The Tatmadaw has held Myanmar by force for most of the country's post-independence history. It has outlasted insurgencies, sanctions, and the 2021 coup's brutal exposure of its true relationship with the civilian population it claimed to govern. What it has not outlasted is the combination of the People's Defence Forces — organised by the National Unity Government, trained in urban guerrilla tactics — and the ethnic armed organisations whose coordinated Operation 1027 in late 2023 changed the conflict permanently. The Arakan Army. The Ta'ang National Liberation Army. The Kachin Independence Army. Working together in a way they never had before.

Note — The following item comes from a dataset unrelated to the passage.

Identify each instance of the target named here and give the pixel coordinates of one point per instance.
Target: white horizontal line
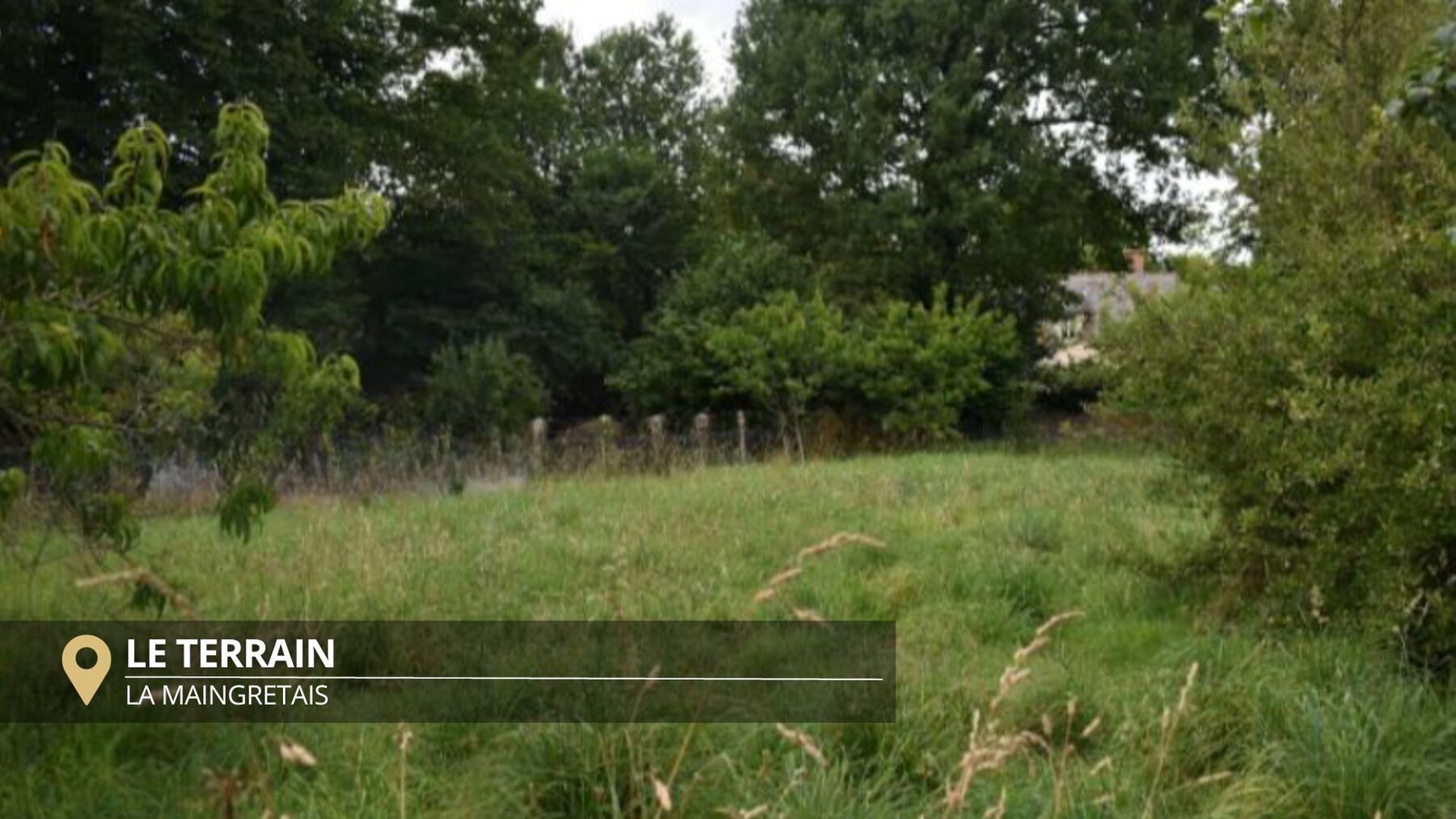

As of April 2025, the resistance controls or contests an estimated 60 percent of Myanmar's land area. All of Chin State. Most of Sagaing and Magway. Significant portions of Shan and Kayah. The strategically critical Rakhine coastal corridor. The Tatmadaw holds Naypyidaw, most of Yangon, and the Irrawaddy delta — but its supply lines to besieged garrisons are severed in multiple locations, and its ability to reinforce by ground is largely gone. Air power is compensating. Air power is also running down.

The back-channel signals reaching ASEAN's Myanmar Special Envoy describe a military leadership split between hardliners pushing for a scorched-earth response and pragmatists who believe a negotiated transition — one that preserves some institutional military role — is better than a defeat that preserves nothing. The National Unity Government has stated publicly it will not negotiate while the junta controls Naypyidaw. International mediators are quietly testing whether that position has any give.

The humanitarian toll is severe. The UN estimates 3.4 million people currently displaced within Myanmar. Cross-border refugee populations in Thailand and India are growing faster than host governments are willing to manage.

"We did not start this war," said NUG Acting President Duwa Lashi La. "We will finish it on terms that our people can live with."